# FS: fresh water red lobster fish



## easymoney (May 24, 2011)

i got some fresh water red lobster fish for sale $5 each 4 inches
604 3227728


----------



## shaobo (Apr 21, 2010)

Please edit your title properly with FS: as per BCA classified rules! Good luck on your sale!


----------



## Lymric (Feb 27, 2011)

pictures???


----------



## easymoney (May 24, 2011)

*fresh water red lobster fish*

i got some fresh water lobster fish 5 inches
$5 each
6043227728


----------



## agresfish (Mar 2, 2011)

Pretty sure thats a crayfi sh


----------



## Lymric (Feb 27, 2011)

*same thing*



agresfish said:


> Pretty sure thats a crayfi sh


how many do you have available?


----------



## jam (Apr 28, 2010)

im pretty sure those are Louisiana craw fish from tnt which if im correct are 99 cents a pound


----------



## Sliver (Apr 19, 2011)

too funny!


----------



## eternity302 (Apr 22, 2010)

I actually like how it looks, but WHAT?!! These are for eating?
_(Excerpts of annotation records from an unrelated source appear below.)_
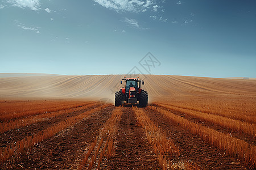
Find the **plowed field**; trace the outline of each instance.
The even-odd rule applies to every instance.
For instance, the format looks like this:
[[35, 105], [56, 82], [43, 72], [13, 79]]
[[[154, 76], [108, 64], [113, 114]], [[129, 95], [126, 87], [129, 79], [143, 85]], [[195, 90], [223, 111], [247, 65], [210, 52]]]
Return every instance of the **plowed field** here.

And they're worthless? And would they even survive in freshwater tanks? OMG!  can someone clear this up pls?


----------



## agresfish (Mar 2, 2011)

eternity302 said:


> I actually like how it looks, but WHAT?!! These are for eating? And they're worthless? And would they even survive in freshwater tanks? OMG!  can someone clear this up pls?
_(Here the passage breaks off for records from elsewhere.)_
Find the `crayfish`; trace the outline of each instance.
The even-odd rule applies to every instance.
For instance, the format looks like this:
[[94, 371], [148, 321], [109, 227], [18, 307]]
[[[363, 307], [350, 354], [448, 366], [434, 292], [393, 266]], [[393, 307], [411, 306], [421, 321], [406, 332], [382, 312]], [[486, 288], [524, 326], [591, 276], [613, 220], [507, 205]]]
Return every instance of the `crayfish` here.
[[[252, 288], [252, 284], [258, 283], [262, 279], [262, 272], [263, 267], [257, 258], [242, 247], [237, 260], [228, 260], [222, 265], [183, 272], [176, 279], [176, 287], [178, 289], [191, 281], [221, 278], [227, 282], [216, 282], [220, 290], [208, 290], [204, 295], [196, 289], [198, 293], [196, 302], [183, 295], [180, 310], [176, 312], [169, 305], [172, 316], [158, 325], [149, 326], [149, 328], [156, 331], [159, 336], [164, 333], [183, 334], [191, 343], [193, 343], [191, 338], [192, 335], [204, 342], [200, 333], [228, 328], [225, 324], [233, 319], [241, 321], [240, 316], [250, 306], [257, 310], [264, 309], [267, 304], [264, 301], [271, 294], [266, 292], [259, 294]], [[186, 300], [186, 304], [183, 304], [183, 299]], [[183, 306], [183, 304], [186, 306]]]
They are crayfish, and you can eat them but you can also have them in your tank. I had a couple a few years ago and they did well untill my black pirahna decided to make a meal out of them. The downfall of having them is you have to feed them worms or raw chicken.


----------



## eternity302 (Apr 22, 2010)

agresfish said:


> They are crayfish, and you can eat them but you can also have them in your tank. I had a couple a few years ago and they did well untill my black pirahna decided to make a meal out of them. The downfall of having them is you have to feed them worms or raw chicken.


=) Thanks! for the heads!


----------



## CRS Fan (Apr 21, 2010)

Crayfish are omnivorous ! You can also feed them an all vegetarian diet if you wish. Carrots, corn, peas, sinking pellets, all work well too .

Respectfully,

Stuart


----------



## Diztrbd1 (Apr 21, 2010)

CRS Fan said:


> Crayfish are omnivorous ! You can also feed them an all vegetarian diet if you wish. Carrots, corn, peas, sinking pellets, all work well too .
> 
> Respectfully,
> 
> Stuart


Agreed ....growing up in the states I was always catching crayfish/crawdeads and they eat most anything, they are basically scavengers. I have to say that is the brightest red one I have seen, only time I have ever seen them in the wild that red is on a plate, after they have been cooked! Even the Louisiana ones are not that red..atleast not till they have been boiled. Comparing them to a place that sells them by the pound for consumption isn't a very good comparison . I believe IPU had some a while back . Don't know what the price was, but I'm sure if a LFS store carries them they are likely going to be a few bucks each or more & not sold by the pound. Just my 2 cents.


----------



## BigFatLyre (Apr 22, 2010)

the latin name really helps with crayfish as their behaviour varies so much; some are detritous feeders and are no trouble even in snail and shrimp tanks, and others eat anything they can from plants to large fish; I'd almost guess if these stay red they might even be one of the many Australian versions. 
Red is the usual spawning colour, particularly among males of common southern "crawdads">; and they can get bite size (about six/seven inches, if I remember in Oklahoma)


----------



## Lymric (Feb 27, 2011)

I would guess that it's Procambarus Clarkii (lousiana swamp cray) their super easy to care for, and eat just about anything. It will most likely get a little darker with age, and maintain red "bumps" along the claws. some go almost black, with the red markings. their quite pretty really 
Hello Dwight


----------



## easymoney (May 24, 2011)

eternity302 said:


> I actually like how it looks, but WHAT?!! These are for eating? And they're worthless? And would they even survive in freshwater tanks? OMG!  can someone clear this up pls?


they are fresh water fish


----------



## enzotesta (Dec 20, 2011)

wonder what they would taste like with a nice steak?...hahahahahah joking..


----------